Ten years ago, he entered the cryptocurrency field with only $50,000 in capital and started his trading career. Now, his assets have exceeded $50 million. He told me there is a very simple way to trade, but this method could lead to nearly all profits eroding, so you learn it slowly. First, there are three things we must avoid when trading.
First: Never buy when the price is high; we should be greedy when others are fearful, and fearful when others are greedy. We should train ourselves to buy when the price is low and make it a habit.
Second: Never use leverage.
Third: Never invest all your capital; full investment makes you too passive, and the market is never short of opportunities. The opportunity cost of investing all your capital is extremely high.
Now, I will tell you what he also said about the six main rules for short-term trading.
First, after a rise stabilizes, there is usually a new rise. After a decline stabilizes, there is usually another new decline, so we must wait until the trend direction becomes clear before taking any action.
Second, do not trade during sideways movement; most people lose money when trading because they cannot follow this simple rule.
Third, when selecting candles, you should buy when there is a bearish candle and sell when there is a bullish candle.

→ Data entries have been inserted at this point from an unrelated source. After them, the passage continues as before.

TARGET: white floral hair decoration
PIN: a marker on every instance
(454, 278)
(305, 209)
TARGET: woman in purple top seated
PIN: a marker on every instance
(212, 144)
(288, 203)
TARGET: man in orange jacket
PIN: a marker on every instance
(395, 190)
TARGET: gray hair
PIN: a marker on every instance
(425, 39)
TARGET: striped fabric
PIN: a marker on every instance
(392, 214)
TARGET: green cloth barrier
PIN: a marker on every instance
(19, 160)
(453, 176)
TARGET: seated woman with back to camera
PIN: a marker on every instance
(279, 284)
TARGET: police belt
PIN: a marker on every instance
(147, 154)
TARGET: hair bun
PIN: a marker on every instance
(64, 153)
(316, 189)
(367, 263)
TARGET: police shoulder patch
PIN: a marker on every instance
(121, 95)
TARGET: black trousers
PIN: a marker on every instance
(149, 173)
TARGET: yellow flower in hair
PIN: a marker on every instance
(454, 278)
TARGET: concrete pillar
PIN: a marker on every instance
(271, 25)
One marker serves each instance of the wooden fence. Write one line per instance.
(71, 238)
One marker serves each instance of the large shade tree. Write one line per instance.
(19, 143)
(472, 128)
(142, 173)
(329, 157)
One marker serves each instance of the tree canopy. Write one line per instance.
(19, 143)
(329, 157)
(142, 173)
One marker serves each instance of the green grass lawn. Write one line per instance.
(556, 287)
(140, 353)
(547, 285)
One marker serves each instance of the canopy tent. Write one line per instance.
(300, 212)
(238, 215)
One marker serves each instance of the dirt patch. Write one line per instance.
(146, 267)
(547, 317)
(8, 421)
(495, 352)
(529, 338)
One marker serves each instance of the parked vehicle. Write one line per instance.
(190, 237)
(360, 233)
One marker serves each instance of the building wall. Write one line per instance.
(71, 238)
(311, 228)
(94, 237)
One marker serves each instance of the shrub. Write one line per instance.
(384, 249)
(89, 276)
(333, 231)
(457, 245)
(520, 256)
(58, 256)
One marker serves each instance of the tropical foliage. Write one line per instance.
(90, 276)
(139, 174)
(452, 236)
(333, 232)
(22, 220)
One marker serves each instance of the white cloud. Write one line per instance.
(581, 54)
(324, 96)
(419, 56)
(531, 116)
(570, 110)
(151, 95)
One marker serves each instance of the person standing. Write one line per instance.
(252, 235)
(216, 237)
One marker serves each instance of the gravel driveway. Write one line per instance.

Fourth, when the decline slows down, the recovery also slows down; a rapid decline leads to a rapid recovery.
Fifth, building positions using the pyramid method; it is the only consistent principle in value investing.
Sixth, when cryptocurrencies continue to rise after a long period of decline, they will inevitably enter a sideways state. At this stage, there is no need to sell at the highest price or buy at the lowest price. After a period of accumulation, a trend change will definitely occur. If the price direction changes from its highest levels, we must liquidate our positions in a timely manner; in short, we must act quickly.